The women positively salivated, and I hadn’t so much as moved a step. Lifting my arms behind my head to tip my fedora forward, I scanned the feisty crowd. The Widows and Hens were front and center, seemingly competing for who could be the crudest, loudest, and rowdiest. Nicky winked at me. Leelee stood at the forefront, one palm pressed to her chest, her gaze penetrating me. With my arms raised, my muscles bunched and twisted, the leathers slipped even lower down my pelvis, and that was all it took to bring the noise level to an ear-bruising roar.

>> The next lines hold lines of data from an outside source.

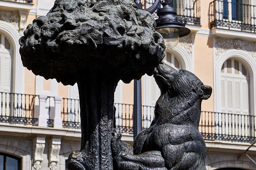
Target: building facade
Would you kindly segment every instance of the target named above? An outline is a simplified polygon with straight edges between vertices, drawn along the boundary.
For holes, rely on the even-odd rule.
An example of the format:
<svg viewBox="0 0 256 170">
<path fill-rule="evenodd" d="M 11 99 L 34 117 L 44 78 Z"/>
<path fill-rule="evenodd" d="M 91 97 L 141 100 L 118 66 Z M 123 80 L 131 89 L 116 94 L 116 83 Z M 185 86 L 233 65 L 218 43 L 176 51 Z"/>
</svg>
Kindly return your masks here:
<svg viewBox="0 0 256 170">
<path fill-rule="evenodd" d="M 202 104 L 199 127 L 207 170 L 255 170 L 256 0 L 173 1 L 191 32 L 174 49 L 166 47 L 164 61 L 213 88 Z M 0 170 L 65 170 L 69 154 L 80 149 L 77 87 L 34 75 L 19 53 L 26 25 L 54 4 L 0 0 Z M 142 82 L 146 128 L 160 92 L 152 77 L 144 76 Z M 120 82 L 115 94 L 116 125 L 131 144 L 133 94 L 132 82 Z"/>
</svg>

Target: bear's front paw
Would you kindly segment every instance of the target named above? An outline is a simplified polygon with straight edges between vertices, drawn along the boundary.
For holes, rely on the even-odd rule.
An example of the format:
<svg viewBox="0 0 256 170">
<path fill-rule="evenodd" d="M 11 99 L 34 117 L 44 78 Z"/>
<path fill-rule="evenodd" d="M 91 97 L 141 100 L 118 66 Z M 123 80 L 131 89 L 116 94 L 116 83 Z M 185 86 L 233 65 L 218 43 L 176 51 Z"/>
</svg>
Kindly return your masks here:
<svg viewBox="0 0 256 170">
<path fill-rule="evenodd" d="M 111 134 L 111 149 L 112 155 L 114 156 L 120 151 L 122 134 L 119 129 L 117 128 L 114 129 Z"/>
</svg>

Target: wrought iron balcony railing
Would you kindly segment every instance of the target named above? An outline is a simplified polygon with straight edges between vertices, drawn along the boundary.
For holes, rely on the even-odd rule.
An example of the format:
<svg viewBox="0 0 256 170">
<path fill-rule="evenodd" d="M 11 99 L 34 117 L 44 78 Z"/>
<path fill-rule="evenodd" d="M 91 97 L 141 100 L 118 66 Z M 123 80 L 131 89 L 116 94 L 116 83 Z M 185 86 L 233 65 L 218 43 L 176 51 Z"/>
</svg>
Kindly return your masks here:
<svg viewBox="0 0 256 170">
<path fill-rule="evenodd" d="M 16 2 L 22 3 L 24 4 L 32 3 L 33 0 L 2 0 L 6 1 L 15 2 Z"/>
<path fill-rule="evenodd" d="M 256 31 L 255 6 L 216 0 L 210 4 L 209 16 L 211 28 L 253 33 Z"/>
<path fill-rule="evenodd" d="M 205 140 L 251 143 L 256 125 L 255 116 L 202 111 L 199 131 Z"/>
<path fill-rule="evenodd" d="M 36 99 L 36 95 L 0 92 L 0 123 L 37 125 Z"/>
<path fill-rule="evenodd" d="M 144 1 L 144 8 L 148 8 L 154 2 L 154 0 Z M 159 9 L 160 6 L 159 4 Z M 200 0 L 173 0 L 172 6 L 177 10 L 178 17 L 182 20 L 186 20 L 187 24 L 200 25 Z M 156 12 L 153 15 L 158 18 Z"/>
<path fill-rule="evenodd" d="M 67 110 L 66 111 L 64 110 L 63 111 L 66 115 L 63 117 L 63 127 L 80 128 L 78 100 L 67 100 L 65 103 L 68 103 L 65 104 L 65 106 L 69 106 L 64 107 Z M 69 100 L 70 100 L 68 102 Z M 74 101 L 71 102 L 72 100 Z M 76 104 L 77 105 L 76 105 Z M 133 134 L 133 105 L 116 103 L 115 107 L 116 127 L 122 133 Z M 154 119 L 154 109 L 153 106 L 142 106 L 143 129 L 147 128 L 150 125 Z M 70 113 L 71 113 L 69 116 Z M 202 111 L 199 130 L 205 140 L 250 143 L 256 137 L 256 117 L 246 115 Z"/>
<path fill-rule="evenodd" d="M 0 92 L 0 123 L 38 125 L 40 122 L 40 111 L 42 111 L 44 116 L 48 117 L 46 126 L 54 127 L 57 111 L 56 99 L 40 96 Z M 59 108 L 61 106 L 62 109 L 59 111 L 61 112 L 62 127 L 80 129 L 79 100 L 64 98 L 61 103 L 60 100 Z M 39 103 L 43 101 L 45 107 L 40 111 Z M 116 103 L 115 107 L 116 127 L 122 133 L 132 135 L 133 105 Z M 143 106 L 142 109 L 142 128 L 146 129 L 149 127 L 154 119 L 154 107 Z M 256 137 L 256 116 L 202 111 L 199 130 L 205 140 L 251 143 Z"/>
<path fill-rule="evenodd" d="M 62 101 L 62 127 L 69 128 L 81 128 L 80 107 L 78 99 L 63 98 Z"/>
</svg>

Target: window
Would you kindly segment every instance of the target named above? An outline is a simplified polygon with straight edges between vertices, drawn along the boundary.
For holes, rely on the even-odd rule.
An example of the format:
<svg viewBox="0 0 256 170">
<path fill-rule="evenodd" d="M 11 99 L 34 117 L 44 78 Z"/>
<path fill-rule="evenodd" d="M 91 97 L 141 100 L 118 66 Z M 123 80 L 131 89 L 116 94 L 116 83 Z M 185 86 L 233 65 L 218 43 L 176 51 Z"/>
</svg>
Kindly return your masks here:
<svg viewBox="0 0 256 170">
<path fill-rule="evenodd" d="M 221 72 L 220 106 L 224 113 L 218 115 L 216 131 L 220 134 L 248 136 L 254 133 L 250 125 L 253 121 L 249 116 L 249 73 L 241 62 L 233 59 L 224 62 Z"/>
<path fill-rule="evenodd" d="M 226 60 L 221 70 L 222 110 L 224 113 L 248 115 L 249 78 L 240 61 Z"/>
<path fill-rule="evenodd" d="M 0 170 L 20 170 L 20 159 L 0 153 Z"/>
<path fill-rule="evenodd" d="M 242 0 L 223 0 L 223 19 L 229 20 L 230 16 L 232 20 L 242 21 Z M 231 11 L 229 10 L 230 6 Z"/>
<path fill-rule="evenodd" d="M 9 41 L 0 33 L 0 92 L 10 92 L 12 48 Z"/>
<path fill-rule="evenodd" d="M 12 47 L 8 39 L 0 33 L 0 106 L 2 115 L 10 115 Z"/>
</svg>

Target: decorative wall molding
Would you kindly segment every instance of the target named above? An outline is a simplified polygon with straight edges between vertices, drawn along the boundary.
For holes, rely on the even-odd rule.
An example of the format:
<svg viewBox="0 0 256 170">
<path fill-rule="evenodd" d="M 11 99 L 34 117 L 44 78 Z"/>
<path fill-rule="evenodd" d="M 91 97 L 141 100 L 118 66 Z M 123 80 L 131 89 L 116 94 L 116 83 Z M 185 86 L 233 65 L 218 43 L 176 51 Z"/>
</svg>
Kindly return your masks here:
<svg viewBox="0 0 256 170">
<path fill-rule="evenodd" d="M 11 23 L 17 30 L 19 30 L 19 13 L 0 10 L 0 20 Z"/>
<path fill-rule="evenodd" d="M 228 50 L 241 50 L 248 53 L 248 55 L 256 58 L 256 42 L 239 39 L 216 38 L 215 41 L 216 59 Z"/>
<path fill-rule="evenodd" d="M 26 28 L 27 14 L 28 12 L 26 11 L 20 11 L 19 12 L 19 31 L 21 35 L 23 35 L 23 31 Z"/>
<path fill-rule="evenodd" d="M 221 112 L 221 70 L 224 62 L 234 57 L 242 61 L 250 75 L 250 93 L 256 89 L 256 43 L 236 39 L 215 38 L 214 41 L 214 111 Z M 250 95 L 250 114 L 256 115 L 256 96 Z"/>
<path fill-rule="evenodd" d="M 2 12 L 2 11 L 0 11 Z M 12 92 L 24 94 L 25 88 L 25 68 L 19 53 L 20 45 L 19 39 L 20 35 L 13 24 L 0 20 L 0 31 L 4 33 L 10 41 L 13 48 L 13 63 Z"/>
<path fill-rule="evenodd" d="M 26 27 L 27 13 L 24 11 L 13 12 L 0 10 L 0 20 L 12 24 L 22 35 Z"/>
<path fill-rule="evenodd" d="M 57 164 L 60 161 L 60 139 L 52 139 L 50 143 L 50 168 L 51 170 L 57 169 Z"/>
<path fill-rule="evenodd" d="M 194 71 L 194 54 L 193 48 L 193 35 L 188 35 L 180 38 L 180 42 L 173 49 L 168 47 L 166 50 L 174 54 L 179 59 L 180 62 L 184 63 L 185 69 L 192 72 Z"/>
<path fill-rule="evenodd" d="M 34 167 L 36 170 L 41 168 L 41 163 L 44 160 L 43 154 L 45 147 L 45 137 L 37 137 L 35 140 L 35 147 Z"/>
</svg>

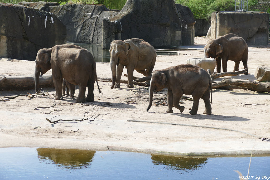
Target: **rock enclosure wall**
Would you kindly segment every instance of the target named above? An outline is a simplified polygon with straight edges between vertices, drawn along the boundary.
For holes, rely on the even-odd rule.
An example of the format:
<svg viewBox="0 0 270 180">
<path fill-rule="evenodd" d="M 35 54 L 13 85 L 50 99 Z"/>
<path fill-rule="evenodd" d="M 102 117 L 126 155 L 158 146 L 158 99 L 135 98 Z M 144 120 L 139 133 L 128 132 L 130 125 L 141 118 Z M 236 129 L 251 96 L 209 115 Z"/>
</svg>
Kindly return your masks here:
<svg viewBox="0 0 270 180">
<path fill-rule="evenodd" d="M 0 57 L 34 60 L 38 51 L 66 42 L 65 25 L 52 13 L 0 3 Z"/>
<path fill-rule="evenodd" d="M 249 45 L 268 44 L 269 14 L 264 12 L 214 12 L 211 15 L 211 39 L 233 33 Z"/>
</svg>

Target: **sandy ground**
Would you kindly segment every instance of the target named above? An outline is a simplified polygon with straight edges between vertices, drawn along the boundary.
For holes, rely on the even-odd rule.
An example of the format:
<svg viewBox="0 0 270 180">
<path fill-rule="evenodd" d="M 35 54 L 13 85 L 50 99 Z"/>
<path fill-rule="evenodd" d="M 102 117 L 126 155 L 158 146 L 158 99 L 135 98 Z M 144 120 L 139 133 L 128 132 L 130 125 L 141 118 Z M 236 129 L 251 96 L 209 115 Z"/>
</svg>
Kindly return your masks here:
<svg viewBox="0 0 270 180">
<path fill-rule="evenodd" d="M 205 45 L 208 40 L 196 38 L 195 44 L 203 47 L 200 45 Z M 255 80 L 254 74 L 257 67 L 269 66 L 270 49 L 266 47 L 249 48 L 248 75 L 225 78 Z M 186 54 L 187 55 L 183 55 Z M 203 57 L 201 50 L 181 51 L 180 55 L 159 56 L 154 70 L 185 63 L 188 58 Z M 234 65 L 234 62 L 229 62 L 228 70 L 232 70 Z M 35 66 L 33 61 L 0 59 L 0 77 L 30 75 L 33 74 Z M 98 77 L 111 78 L 109 63 L 97 63 L 97 66 Z M 241 63 L 239 70 L 243 69 Z M 124 73 L 126 73 L 126 69 Z M 45 74 L 49 73 L 51 71 Z M 143 76 L 135 71 L 134 76 Z M 122 79 L 127 79 L 123 75 Z M 99 83 L 103 93 L 98 93 L 95 84 L 93 103 L 76 104 L 74 99 L 67 96 L 63 100 L 55 100 L 53 96 L 48 96 L 31 99 L 21 96 L 9 101 L 1 101 L 0 147 L 46 147 L 178 155 L 248 154 L 252 149 L 254 153 L 270 153 L 270 142 L 241 132 L 127 121 L 227 128 L 269 138 L 269 94 L 241 89 L 213 90 L 212 115 L 203 114 L 204 106 L 202 100 L 197 115 L 189 114 L 188 108 L 192 107 L 192 102 L 185 100 L 183 100 L 185 109 L 182 113 L 175 108 L 173 114 L 166 113 L 166 106 L 154 104 L 147 113 L 147 88 L 138 86 L 127 88 L 121 84 L 121 88 L 112 89 L 110 83 Z M 0 100 L 7 100 L 4 96 L 33 93 L 33 88 L 28 90 L 2 91 Z M 55 92 L 53 88 L 43 90 L 50 94 Z M 76 89 L 75 96 L 78 92 Z M 165 94 L 156 93 L 154 97 L 157 99 L 166 97 L 166 91 L 161 93 Z M 49 107 L 55 103 L 56 105 Z M 41 107 L 47 107 L 35 109 Z M 82 119 L 84 116 L 92 120 L 96 118 L 93 121 L 60 121 L 54 124 L 46 120 Z"/>
</svg>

The song wailed even louder, the badass beat pumping through my body. One thumb hooked into the pocket of my snug pants, I strutted down the runway.
It was an all-male meatfest. So this was the magic happening. Magic Mike maybe. I just needed to rub my c
rotch on a broomstick handle and Show Over.
The guttural AC/DC lyrics punched through me. It was all about sex. Fucking. Leelee. I saw her below me, thought about her beneath me. When I reached the end of the mile-long runway, I rubbed a hand down my chest to my waist, tapping on a single silver button while I stared at her.
“DO IT, STONE!” Jacqueline crammed four fingers into her mouth and blew out a screeching whistle.
Felicity jumped up and down, her glasses knocking around on her nose. “Don’t be a pussy tease!”
Pulling the button open, I slipped one hand inside the skintight leathers and touched the base of my cock. The shit was so tight I could hardly form an erection, but blood pounded to my groin nevertheless. Leelee unblinkingly watched every motion as I thrust my pelvis against my hand in time to the music. Dragging my palm up, I made sure the zipper pulled open, a thatch of pubic hair visible.
Swaying on her feet, Leelee skimmed her hands down her sides, swiveling her hips.
I’m gonna have that.
I doffed my fedora to the foaming-at-the-mouth melee, bowing deeply in Leelee’s direction.
Hot spots shined on her cheeks.
Pretty damn pleased with myself, I made my retreat, catching a glimpse of Jules up and off to the left, urging the crowd on with her hands raised in the air.
I received a mess of back slaps backstage. Handed a bottle of water and a towel, I stood aside to watch the rest of the men do their thing. I had to hand it to them, it took some kind of balls to get their kit off on book covers for everyone in the world to see, mingle with the man-hungry mobs, and still stand around to cheer one another on. I clinked—or rather, smushed—my bottle of water to the blond’s.
Things didn’t go so happy for the next guy. He pushed through the curtains to a round of boos.
Army-tank gave him a burly hug. “You and me both.”
“Bitches be fickle. One year it’s blonds, the next it’s brunets. No one can predict the trends, but you did great out there.” My Viking mate soothed the man’s busted ego.
He was almost in tears.
“Tough crowd, man.” I patted his back.
“Got that right.” He attempted a smile and glugged his water.